Duck mousse shaped liked ducklings
A bouillon, a type of cheap traditional restaurant
The Spirit of Electricity (La Fée Electricité)
This 30 by 200-foot mural was painted by Raoul Dufy for the electricity pavilion at the 1937 World’s Fair and is now at the Modern Art Museum of the City of Paris. It depicts the history and role of electricity in society. They sort of folded it in half to fit into the limited space which is not how it was originally displayed.
1937
In case you go to Paris brace yourself for museums being crowded like a bar on Saturday night even on weekdays in late January which is probably about the slowest time of the year and with timed tickets. The demand seems to soar every year with no end in sight. From the crowds in the Louvre you’d never guess they’ve set caps on admissions because they were getting twice as many visitors as the pyramid entry complex was designed to handle.
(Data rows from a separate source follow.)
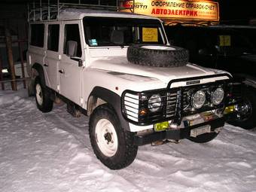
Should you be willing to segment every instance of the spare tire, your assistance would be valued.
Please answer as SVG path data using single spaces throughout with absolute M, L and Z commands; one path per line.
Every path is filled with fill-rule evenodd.
M 168 45 L 136 44 L 128 47 L 129 62 L 146 66 L 178 67 L 188 62 L 188 50 Z

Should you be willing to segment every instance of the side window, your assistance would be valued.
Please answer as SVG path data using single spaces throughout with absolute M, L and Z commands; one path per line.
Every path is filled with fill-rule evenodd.
M 31 28 L 31 37 L 30 44 L 43 47 L 44 39 L 44 24 L 32 24 Z
M 80 33 L 78 24 L 66 24 L 64 29 L 64 54 L 67 53 L 67 43 L 69 41 L 75 41 L 78 44 L 75 56 L 81 57 L 82 56 Z
M 59 51 L 59 25 L 48 26 L 47 49 L 53 51 Z

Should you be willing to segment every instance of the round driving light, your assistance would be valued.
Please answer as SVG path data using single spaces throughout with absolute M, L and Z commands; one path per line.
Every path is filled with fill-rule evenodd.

Nicolas de Staël retrospective – Museum of Modern Art of the City of Paris
The Louvre
Not posting a lot of photos because as always I only post things you can’t easily see online, if at all.
This basket of strawberries (1761) by Chardin is one of the Louvre’s highest-profile purchases in years. In 2022 it was going to leave France forever after a museum in Texas made the highest bid at an auction but at the last minute the state pre-empted the sale by assigning it national treasure status. This means the seller has to let the state buy it for same price as the foreign buyer was going to pay.
Some famous Chardins we saw…
Also Louvre… seems like an awful lot to interpolate from a few really small fragments…
A few things from a colossal exhibition on Paris 1905 – 1925 at the Petit Palais
Costumes from the Rite of Spring ballet with choreography by Nijinsky and music by Stravinsky (1913)
“Massacre of Spring” (1913) from a cartoon series satirizing various famous people of the time as well as the latest dance craze, the tango: Nijinsky with the theater director; a famous jockey with his racehorse; a painter with a monkey character from a popular show.
“Write legibly” self-portrait by Jean Cocteau (1919)
Theater costumes by Picasso c.1920
“Equilibrium – Baby on a Ball” by the art deco sculptor Max Blondat (1925)
This was a famous prank in 1910 where artists tied a paintbrush to a donkey’s tail and then showed it at an exhibition as a work by an undiscovered artist.